Meet the 75-horsepower briquette press that's been churning out these briquettes (scientifically called a non-conventional source of renewable energy) since October 2018. Today, this mean machine processes up to seven to ten tons of raw material every day and provides briquette to five companies in Andhra Pradesh. Here's where you should congratulate Bollem Raja Kumar, Navya Vahini Rapeti (on whose land this factory is set up) and others who kept at this project from 2015, figuring out the machinery and procuring essential approvals for it to finally take off in 2018.

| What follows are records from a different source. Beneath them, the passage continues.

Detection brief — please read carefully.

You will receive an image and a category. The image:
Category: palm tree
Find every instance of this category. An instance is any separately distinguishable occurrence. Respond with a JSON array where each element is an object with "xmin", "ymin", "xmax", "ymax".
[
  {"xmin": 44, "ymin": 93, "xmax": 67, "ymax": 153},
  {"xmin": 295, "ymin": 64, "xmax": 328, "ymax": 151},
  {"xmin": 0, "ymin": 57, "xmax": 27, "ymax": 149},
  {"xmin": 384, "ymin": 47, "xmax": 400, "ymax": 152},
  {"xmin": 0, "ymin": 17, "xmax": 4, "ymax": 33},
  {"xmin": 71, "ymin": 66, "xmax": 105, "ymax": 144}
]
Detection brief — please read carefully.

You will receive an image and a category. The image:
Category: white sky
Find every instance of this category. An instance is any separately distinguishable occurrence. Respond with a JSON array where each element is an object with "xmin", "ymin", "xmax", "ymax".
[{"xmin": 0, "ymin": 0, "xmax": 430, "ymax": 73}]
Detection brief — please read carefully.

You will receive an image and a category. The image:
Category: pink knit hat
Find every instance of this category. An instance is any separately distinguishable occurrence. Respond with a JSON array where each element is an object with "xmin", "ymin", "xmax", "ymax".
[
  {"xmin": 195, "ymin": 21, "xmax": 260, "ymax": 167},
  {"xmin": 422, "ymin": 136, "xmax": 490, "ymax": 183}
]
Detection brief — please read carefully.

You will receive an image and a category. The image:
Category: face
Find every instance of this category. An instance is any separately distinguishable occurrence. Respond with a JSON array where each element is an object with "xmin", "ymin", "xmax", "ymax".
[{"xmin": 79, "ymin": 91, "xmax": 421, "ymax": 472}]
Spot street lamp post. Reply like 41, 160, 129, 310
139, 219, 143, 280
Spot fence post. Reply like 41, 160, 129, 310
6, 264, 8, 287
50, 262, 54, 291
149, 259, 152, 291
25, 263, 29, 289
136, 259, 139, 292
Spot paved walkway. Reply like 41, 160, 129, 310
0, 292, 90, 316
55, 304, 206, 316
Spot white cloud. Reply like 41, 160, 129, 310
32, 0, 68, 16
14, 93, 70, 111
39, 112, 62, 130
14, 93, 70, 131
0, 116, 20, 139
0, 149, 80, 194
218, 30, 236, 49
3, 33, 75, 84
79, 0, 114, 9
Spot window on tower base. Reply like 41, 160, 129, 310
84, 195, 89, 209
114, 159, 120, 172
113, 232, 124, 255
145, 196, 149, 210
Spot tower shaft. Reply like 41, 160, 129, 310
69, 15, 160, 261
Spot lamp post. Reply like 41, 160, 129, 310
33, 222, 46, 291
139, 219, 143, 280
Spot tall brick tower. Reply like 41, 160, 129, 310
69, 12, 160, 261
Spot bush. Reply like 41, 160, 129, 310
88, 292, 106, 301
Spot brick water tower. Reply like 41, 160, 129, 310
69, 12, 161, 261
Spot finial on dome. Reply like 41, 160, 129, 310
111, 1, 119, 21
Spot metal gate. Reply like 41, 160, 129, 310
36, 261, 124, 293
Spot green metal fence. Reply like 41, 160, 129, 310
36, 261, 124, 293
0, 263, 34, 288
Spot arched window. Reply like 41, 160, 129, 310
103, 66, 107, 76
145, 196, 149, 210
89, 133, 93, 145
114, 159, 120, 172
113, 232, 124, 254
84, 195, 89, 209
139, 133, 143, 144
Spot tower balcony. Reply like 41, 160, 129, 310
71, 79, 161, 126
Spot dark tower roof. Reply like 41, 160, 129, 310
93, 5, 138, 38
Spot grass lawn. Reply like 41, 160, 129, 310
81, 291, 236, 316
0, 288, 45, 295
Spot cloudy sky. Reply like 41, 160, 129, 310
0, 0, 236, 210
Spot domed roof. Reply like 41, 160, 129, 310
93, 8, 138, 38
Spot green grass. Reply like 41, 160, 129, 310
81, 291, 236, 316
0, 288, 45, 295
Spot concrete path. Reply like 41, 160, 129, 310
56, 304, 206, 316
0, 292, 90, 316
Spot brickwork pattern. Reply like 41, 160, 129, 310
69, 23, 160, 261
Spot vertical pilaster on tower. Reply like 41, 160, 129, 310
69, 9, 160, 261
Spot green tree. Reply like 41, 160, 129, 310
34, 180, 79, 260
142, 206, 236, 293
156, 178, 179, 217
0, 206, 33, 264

"I pursued my Master's in Spatial Informatics from IIIT Hyderabad so I understand how biomass is generated," states Raja Kumar. This served as a starting point for the sustainable project. The team started with sourcing sawdust from about 35 sawmills on a daily or weekly basis, or whatever was convenient for the mills. At any given point, 50 tons of raw material is available at the factory, this is the only metric they need to abide by. The rest of the agro waste is sourced from farmers around the suburb.
Sudhir Nemani, Harish Pallapati and Uday Chandra Oruganti are their teammates who deserve equal credit for their work on the briquette press
Before the briquette press devours the raw materials, they are put through the drying unit to reduce their moisture level to less than 15%. This is the major reason why one kilogram of their briquettes gives only 50 grams of ash, which can be used as manure in agricultural fields to see an increase in organic carbon in the soil. Though it might sound impressive and modern, the 30-year-old says that this is primitive technology. "If companies use coal to generate steam, they have to deal with the harmful residue sulfur. As a result, the health of their employees will need more attention. So what we try to do is make companies aware of our technology, which ticks a lot of boxes for them," he explains. Also, every kilogram of their briquette gives out four to five kg of steam, which is a pretty good recovery rate, we're led to believe. So far, one metal processing unit, one dairy farm, a pharma company and a few others have understood the value of their proposal and are putting it to good use.
With the briquettes
Another exciting product that is in the works is a smart welding machine that uses IoT to flag down any tech issues that may arise. "We are working on this, apart from four to five other products. There are many welding machines in the market but very few of them are actually smart," says Raja Kumar who took up NASA's Lunabotics Competition — a challenge that offers students the chance to build an autonomously operated mining robot — while pursuing his third year in Mechanical Engineering at GITAM. Also, in May 2013, Raja Kumar and his team built a beta version of a solar vehicle using which they went on a solar voyage across Andhra Pradesh. How cool is that?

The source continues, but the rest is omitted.